Winter Stores
We take from life one little share,
And say that this shall be
A space, redeemed from toil and care,
From tears and sadness free.
And, haply, Death unstrings his bow,
And Sorrow stands apart,
And, for a little while, we know
The sunshine of the heart.
Existence seems a summer eve,
Warm, soft, and full of peace;
Our free, unfettered feelings give
The soul its full release.
A moment, then, it takes the power
To call up thoughts that throw
Around that charmed and hallowed hour,
This life’s divinest glow.
But Time, though viewlessly it flies,
And slowly, will not stay;
Alike, through clear and clouded skies,
It cleaves its silent way.
Alike the bitter cup of grief,
Alike the draught of bliss,
Its progress leaves but moment brief
For baffled lips to kiss.
The sparkling draught is dried away,
The hour of rest is gone,
And urgent voices, round us, say,
“Ho, lingerer, hasten on!”
And has the soul, then, only gained,
From this brief time of ease,
A moment’s rest, when overstrained,
One hurried glimpse of peace?
No; while the sun shone kindly o’er us,
And flowers bloomed round our feet, —
While many a bud of joy before us
Unclosed its petals sweet, —
An unseen work within was plying;
Like honey-seeking bee,
From flower to flower, unwearied, flying,
Laboured one faculty, —
Thoughtful for Winter’s future sorrow,
Its gloom and scarcity;
Prescient to-day of want to-morrow,
Toiled quiet Memory.
’Tis she that from each transient pleasure
Extracts a lasting good;
’Tis she that finds, in summer, treasure
To serve for winter’s food.
And when Youth’s summer day is vanished,
And Age brings winter’s stress,
Her stores, with hoarded sweets replenished,
Life’s evening hours will bless.
This poem is in the public domain. Published in Poem-a-Day on December 21, 2024, by the Academy of American Poets.

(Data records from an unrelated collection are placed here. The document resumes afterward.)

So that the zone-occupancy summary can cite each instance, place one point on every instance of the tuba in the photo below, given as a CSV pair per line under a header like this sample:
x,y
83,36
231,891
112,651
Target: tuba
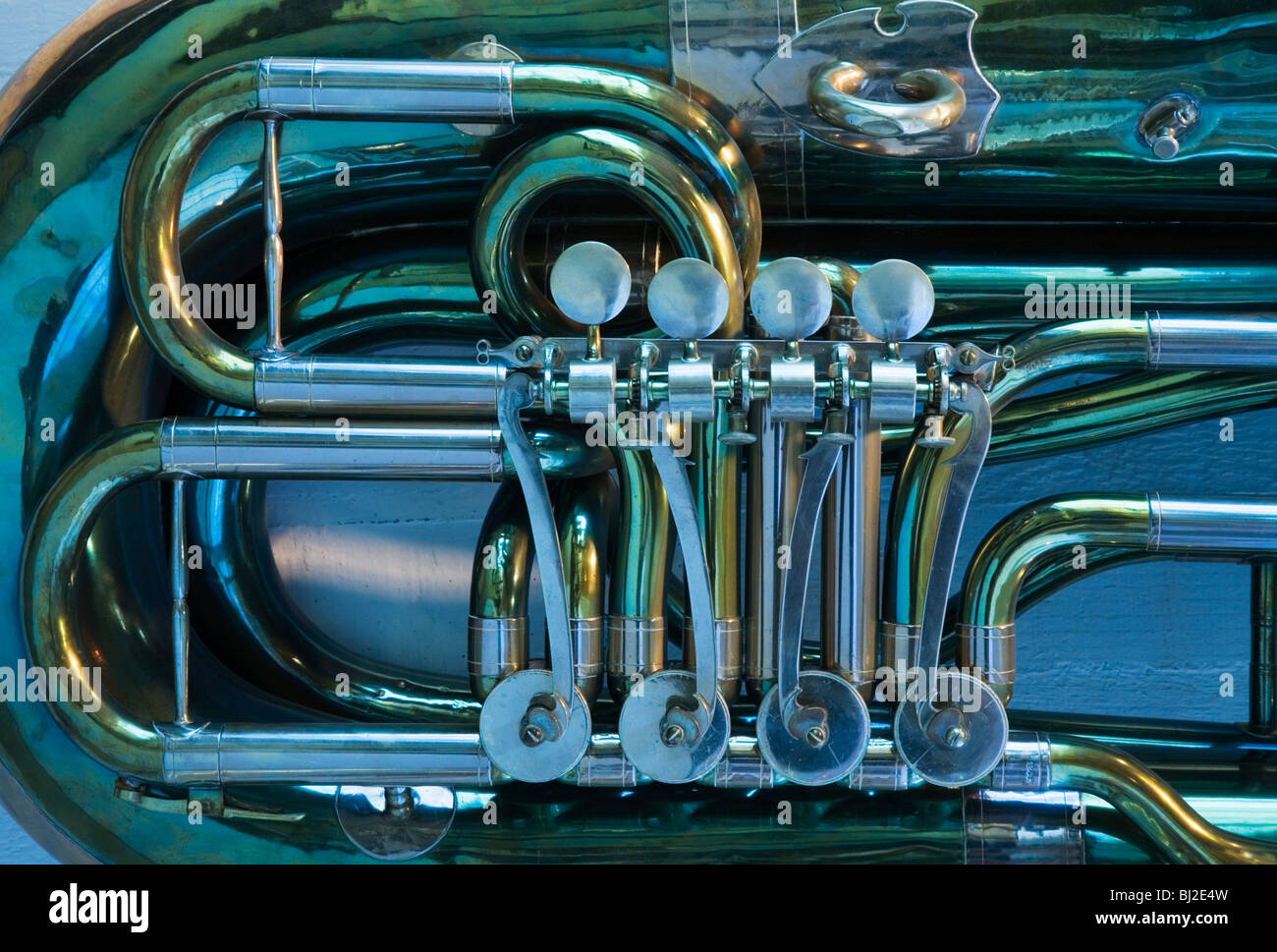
x,y
461,432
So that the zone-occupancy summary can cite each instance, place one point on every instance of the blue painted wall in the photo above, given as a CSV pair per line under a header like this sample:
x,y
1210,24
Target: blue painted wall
x,y
1148,639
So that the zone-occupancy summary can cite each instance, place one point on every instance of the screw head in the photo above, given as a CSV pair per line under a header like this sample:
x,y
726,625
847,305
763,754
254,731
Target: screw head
x,y
1166,145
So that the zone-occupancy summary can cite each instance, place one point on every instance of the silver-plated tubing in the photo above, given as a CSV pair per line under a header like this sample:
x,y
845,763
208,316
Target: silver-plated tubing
x,y
587,655
1221,527
237,447
167,152
272,213
850,574
727,642
893,391
370,755
604,765
901,643
793,390
1200,341
512,92
410,89
881,768
496,648
774,476
637,648
1026,763
1050,530
315,385
180,610
991,650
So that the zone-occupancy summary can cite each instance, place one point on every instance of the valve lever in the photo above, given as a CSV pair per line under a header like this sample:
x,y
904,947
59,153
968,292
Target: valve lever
x,y
956,734
535,725
813,727
675,727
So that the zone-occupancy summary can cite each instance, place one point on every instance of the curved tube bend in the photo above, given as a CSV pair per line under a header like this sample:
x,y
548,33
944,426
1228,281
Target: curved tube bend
x,y
151,203
1038,536
1149,803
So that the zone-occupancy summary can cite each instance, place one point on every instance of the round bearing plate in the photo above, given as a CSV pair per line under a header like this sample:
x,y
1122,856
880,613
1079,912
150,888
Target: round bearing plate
x,y
848,723
501,722
395,834
639,730
986,734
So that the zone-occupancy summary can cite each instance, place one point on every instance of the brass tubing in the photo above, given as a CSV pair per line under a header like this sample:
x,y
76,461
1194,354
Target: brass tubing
x,y
516,92
55,543
148,245
1263,646
715,475
914,517
166,155
585,510
920,483
1149,803
637,589
651,175
554,90
1054,530
497,628
1032,538
1068,347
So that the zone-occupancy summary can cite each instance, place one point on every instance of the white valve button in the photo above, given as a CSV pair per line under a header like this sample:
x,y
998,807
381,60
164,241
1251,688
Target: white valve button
x,y
590,283
688,300
791,298
893,301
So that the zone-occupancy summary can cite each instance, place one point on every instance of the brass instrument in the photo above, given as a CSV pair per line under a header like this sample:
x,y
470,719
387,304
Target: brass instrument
x,y
651,309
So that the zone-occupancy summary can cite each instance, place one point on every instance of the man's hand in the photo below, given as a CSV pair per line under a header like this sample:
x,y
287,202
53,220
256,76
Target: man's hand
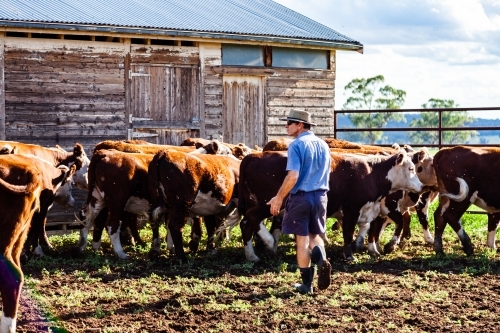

“Winter Stores” was originally written in 1846 by Charlotte Brontë and appeared in The Poems of Charlotte Brontë (White & Stokes, 1882). In her essay, “Gender and Poetic Tradition: The Shaping of Charlotte Brontë’s Literary Career,” associate professor of English at the University of Minnesota, Carol A. Bock, noted that “through the prolonged, even habitual practice of literary imitation, Brontë gradually shaped her understanding of poetry and of herself as a poet within the context of the tradition she emulated. Her exposure to the Romantic and pre-Romantic poets was thus a central—and complicating—factor in the creation of her poetic identity, for in imitating her predecessors she articulated and absorbed the conflicting values of early Romanticism. With respect to the question of poetic identity, Brontë’s most important inheritance from her literary precursors was a sharply divided understanding of both the nature of the poet and the value of the poetic imagination.”